Since Cu Chi is a contiguous zone with Long An and Tay Ninh Provinces, both bordering Cambodia, people of My Khanh B had no choice but to become smugglers. Between 60 to 70 percent of the total population in the hamlet was said to have earned a living by trafficking cigarettes and essential commodities.

Since the people of My Khanh B were aware that such a way of living could not last long, they determined to do something. They understood that to strive for a brighter future, they themselves and their children had to be brought the light of knowledge.

Literacy classes for adults and children were opened as a result. Every night, after hearing the sound of two metal objects being struck together repeatedly as a signal for every one to go school, hundreds of adults and children, with torches in hand, left their homes and walked on muddy paths to the classes. Many teachers voluntarily taught without pay.

Ngan said, “Escaping illiteracy and poverty was the determination of the Party and government of the hamlet. Since poor parents would ask their children to stay at home to be a help to them, veterans were entrusted by the Party and government with the task of raising the local people’s awareness of the importance of education so that they would be willing to let their kids go to schools.”
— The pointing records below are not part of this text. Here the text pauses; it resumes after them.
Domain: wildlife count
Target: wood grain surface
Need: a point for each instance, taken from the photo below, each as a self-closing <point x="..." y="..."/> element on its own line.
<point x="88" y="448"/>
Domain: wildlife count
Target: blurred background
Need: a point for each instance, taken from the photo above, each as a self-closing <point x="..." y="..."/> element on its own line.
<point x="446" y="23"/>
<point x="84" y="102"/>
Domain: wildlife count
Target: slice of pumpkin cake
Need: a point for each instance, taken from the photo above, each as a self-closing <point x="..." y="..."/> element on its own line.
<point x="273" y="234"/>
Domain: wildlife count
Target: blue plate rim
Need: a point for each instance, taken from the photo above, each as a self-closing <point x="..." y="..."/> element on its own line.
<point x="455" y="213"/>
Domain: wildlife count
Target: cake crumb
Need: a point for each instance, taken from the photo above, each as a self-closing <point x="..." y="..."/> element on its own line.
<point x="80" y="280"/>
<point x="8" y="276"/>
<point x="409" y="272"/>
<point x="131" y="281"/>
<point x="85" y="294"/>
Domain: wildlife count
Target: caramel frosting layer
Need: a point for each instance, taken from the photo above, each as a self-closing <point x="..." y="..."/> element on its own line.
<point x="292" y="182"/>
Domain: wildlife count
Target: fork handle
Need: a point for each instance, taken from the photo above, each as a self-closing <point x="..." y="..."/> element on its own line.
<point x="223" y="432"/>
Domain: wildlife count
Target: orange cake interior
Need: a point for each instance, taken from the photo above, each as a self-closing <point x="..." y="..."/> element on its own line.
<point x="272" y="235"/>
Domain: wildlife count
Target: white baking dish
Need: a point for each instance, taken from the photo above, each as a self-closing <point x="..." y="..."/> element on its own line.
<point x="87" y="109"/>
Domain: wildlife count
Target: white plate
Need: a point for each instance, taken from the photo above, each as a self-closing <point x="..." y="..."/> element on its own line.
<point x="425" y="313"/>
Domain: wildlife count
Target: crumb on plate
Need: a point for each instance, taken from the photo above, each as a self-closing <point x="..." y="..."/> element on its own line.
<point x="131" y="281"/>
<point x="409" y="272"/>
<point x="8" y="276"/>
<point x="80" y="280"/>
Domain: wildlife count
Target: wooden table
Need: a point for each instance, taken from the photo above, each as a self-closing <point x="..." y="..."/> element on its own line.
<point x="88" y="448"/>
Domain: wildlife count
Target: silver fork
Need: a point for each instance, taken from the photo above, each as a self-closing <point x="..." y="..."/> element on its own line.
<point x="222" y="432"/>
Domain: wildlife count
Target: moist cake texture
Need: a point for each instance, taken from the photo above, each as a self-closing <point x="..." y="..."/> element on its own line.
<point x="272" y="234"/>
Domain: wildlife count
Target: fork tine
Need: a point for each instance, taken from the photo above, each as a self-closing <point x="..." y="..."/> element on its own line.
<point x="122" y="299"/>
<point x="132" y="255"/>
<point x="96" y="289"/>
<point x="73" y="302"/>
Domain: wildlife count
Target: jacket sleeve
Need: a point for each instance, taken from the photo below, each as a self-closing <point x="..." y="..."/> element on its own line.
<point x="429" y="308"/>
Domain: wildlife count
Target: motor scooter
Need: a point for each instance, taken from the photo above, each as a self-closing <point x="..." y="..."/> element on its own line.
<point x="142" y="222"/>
When local residents had already realized the importance of education, the government and people took up a collection to build schools and museums to honor heroic martyrs, benefactors of revolutionary campaigns and people who have brought honor and credit to the hamlet thanks to their profound knowledge acquired from good education.

Thanks to such a joint endeavor, many families in My Khanh B now have between five and ten members who are university graduates, postgraduates, engineers and doctors.

Nowadays, My Khanh B has been awarded the titles “Hero of the People’s Armed Forces” and “Hero of Labor in the renovation period” to honor their significant contribution to the victory of the war for independence and freedom and to the social-development of country respectively.

My Khanh B is said to have successfully changed its look thanks to the locals’ determination in striving for knowledge and a better life.